Answer: It's another race of space alien that is also subject to infection by the Aliens. This particular one was infected and moved as far as it could from its race's known space and broadcast a warning before it died. The presence of eggs in the hold may indicate that it was a research ship. The race was never used in other Alien movies because it adds a new dynamic to the plotlines: two alien species, locked in mortal combat and neither particularly friendly with humans. In the Alien pseudo-prequel Prometheus we learn these beings are known as the Engineers and have interesting ties with both the aliens and humans as well.
Answer: Other theories, mostly developed in the comics derived from the original franchise, assume the xenomorphs were biological weapons conceived by the Space Jockeys for some interstellar war of theirs. Hence, the crescent-shape derelict was just a bomber, full of eggs and operated by a single pilot to minimize risks of accident with this mostly dangerous cargo. - what just happened though.
AKA, the plot of Prometheus.
Question: A bit puzzled as to why Ash tried to kill Ripley by stuffing a rolled up magazine in her mouth when he could have strangled her in seconds.
Answer: This is just one possibility among many, but Ridley Scott suggested Ash may have been developing latent sexuality that he was not equipped to handle through his programming, and perhaps not physically either; his use of a rolled-up magazine may have come about because he was not constructed with a penis (I had to stop myself from making a pun about "hardware").

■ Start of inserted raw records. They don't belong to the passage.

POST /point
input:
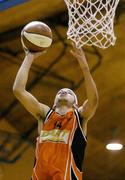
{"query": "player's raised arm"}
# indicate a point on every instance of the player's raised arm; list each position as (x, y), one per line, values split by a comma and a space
(38, 110)
(89, 107)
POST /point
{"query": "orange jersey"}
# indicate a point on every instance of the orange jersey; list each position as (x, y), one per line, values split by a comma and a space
(60, 148)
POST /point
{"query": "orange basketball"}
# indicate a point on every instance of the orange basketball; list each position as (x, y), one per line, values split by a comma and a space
(36, 36)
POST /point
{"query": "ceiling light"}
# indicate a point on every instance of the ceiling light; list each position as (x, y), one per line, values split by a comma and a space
(114, 146)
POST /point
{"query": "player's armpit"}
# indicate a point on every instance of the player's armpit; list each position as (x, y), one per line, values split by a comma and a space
(37, 109)
(87, 110)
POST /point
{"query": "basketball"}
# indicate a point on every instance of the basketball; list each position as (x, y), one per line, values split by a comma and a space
(36, 36)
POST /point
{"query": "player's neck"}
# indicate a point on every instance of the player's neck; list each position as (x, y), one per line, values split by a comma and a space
(63, 110)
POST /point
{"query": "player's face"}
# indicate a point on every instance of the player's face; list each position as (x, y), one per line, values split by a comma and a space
(64, 96)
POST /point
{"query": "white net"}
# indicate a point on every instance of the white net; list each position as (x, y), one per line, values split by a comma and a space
(91, 22)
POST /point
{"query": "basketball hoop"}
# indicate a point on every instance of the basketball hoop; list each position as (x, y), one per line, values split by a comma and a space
(91, 22)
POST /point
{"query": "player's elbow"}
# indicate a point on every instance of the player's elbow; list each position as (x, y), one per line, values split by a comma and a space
(17, 91)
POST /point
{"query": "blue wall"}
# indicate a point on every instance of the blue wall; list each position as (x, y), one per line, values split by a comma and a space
(5, 4)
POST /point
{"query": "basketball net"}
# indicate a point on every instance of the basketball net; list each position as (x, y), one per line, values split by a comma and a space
(91, 22)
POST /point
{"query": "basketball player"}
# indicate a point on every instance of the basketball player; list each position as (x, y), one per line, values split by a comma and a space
(63, 128)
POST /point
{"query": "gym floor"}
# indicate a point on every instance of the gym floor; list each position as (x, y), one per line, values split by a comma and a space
(18, 129)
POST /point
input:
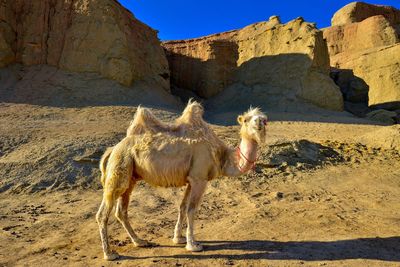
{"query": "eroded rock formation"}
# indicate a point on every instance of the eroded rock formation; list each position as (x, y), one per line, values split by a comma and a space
(359, 11)
(364, 39)
(272, 60)
(82, 36)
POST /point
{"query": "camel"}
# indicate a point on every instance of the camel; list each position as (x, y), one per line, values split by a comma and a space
(186, 152)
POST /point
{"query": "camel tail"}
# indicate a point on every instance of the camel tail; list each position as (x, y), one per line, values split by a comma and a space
(103, 164)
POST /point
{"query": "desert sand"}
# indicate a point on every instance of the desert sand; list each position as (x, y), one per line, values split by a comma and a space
(324, 192)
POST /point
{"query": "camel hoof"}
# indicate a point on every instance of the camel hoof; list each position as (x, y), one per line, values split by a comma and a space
(179, 240)
(195, 247)
(111, 256)
(143, 243)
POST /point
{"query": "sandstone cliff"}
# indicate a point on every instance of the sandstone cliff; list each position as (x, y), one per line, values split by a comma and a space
(359, 11)
(82, 36)
(270, 60)
(364, 39)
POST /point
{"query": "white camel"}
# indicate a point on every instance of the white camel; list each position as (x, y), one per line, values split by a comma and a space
(185, 152)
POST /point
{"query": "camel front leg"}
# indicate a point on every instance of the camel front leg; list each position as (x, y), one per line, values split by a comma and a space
(178, 237)
(102, 219)
(197, 190)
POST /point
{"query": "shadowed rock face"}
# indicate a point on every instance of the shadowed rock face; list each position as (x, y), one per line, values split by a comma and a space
(365, 39)
(81, 36)
(266, 59)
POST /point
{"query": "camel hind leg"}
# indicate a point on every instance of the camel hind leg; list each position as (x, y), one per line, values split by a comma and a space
(198, 188)
(116, 183)
(178, 237)
(121, 213)
(102, 219)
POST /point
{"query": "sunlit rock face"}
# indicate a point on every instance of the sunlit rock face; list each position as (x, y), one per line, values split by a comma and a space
(266, 62)
(82, 36)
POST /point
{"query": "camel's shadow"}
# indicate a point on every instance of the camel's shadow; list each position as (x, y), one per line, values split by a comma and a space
(384, 249)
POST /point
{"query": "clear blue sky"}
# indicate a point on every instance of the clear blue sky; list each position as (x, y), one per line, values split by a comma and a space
(183, 19)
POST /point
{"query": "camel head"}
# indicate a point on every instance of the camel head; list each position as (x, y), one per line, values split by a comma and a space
(253, 125)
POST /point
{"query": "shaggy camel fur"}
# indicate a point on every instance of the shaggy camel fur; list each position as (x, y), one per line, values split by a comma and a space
(185, 152)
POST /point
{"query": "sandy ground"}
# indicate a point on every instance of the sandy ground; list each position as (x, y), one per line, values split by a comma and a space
(322, 194)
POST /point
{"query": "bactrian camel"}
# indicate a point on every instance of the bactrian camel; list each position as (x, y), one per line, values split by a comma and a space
(186, 152)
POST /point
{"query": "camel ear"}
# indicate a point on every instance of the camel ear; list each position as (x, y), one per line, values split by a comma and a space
(240, 119)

I always wondered about this. It always struck me as a little Freudian. Also, notice the picture of the topless lady on the wall - an interesting detail when combined with the phallic paper.
Question: I recently saw this film at a local cinema and I noticed that there was a scene missing from when I first saw this film as a kid. In the aforementioned scene, Dallas is on the main computer (Mother) trying to get information about how to destroy the Alien. The computer just keeps responding with "Can not compute." He finally asks "What are my chances" and still gets the same response. I was wondering if anyone remembered this scene and knows why its been removed?
Answer: If I'm not mistaken, the scene you're talking about (where Dallas consults Mother before going into the vent) was removed from the Director's Cut version of the film (which did get its own theatrical release in 2003). Perhaps that's the version they showed. I couldn't find the scene in its entirety, but is this what you're referring to? https://m.youtube.com/watch?v=OaoQES6C9ok.
Yes that was the scene. It was longer of course.
Question: How did the company know about the Alien in the first place? Presumably no-one had been there before and the signal they picked up didn't indicate the presence of an Alien lifeform.
Answer: It was never fully explained. "The Company" had a standing directive that any signal detected which indicated alien life was to be investigated and specimens collected and returned. Failure to comply would result in the crew forfeiting their profit shares. The company apparently had previously detected the crashed alien astronaut's warning signal from LV-46 and wanted to search for alien lifeforms without specifically knowing what would be found.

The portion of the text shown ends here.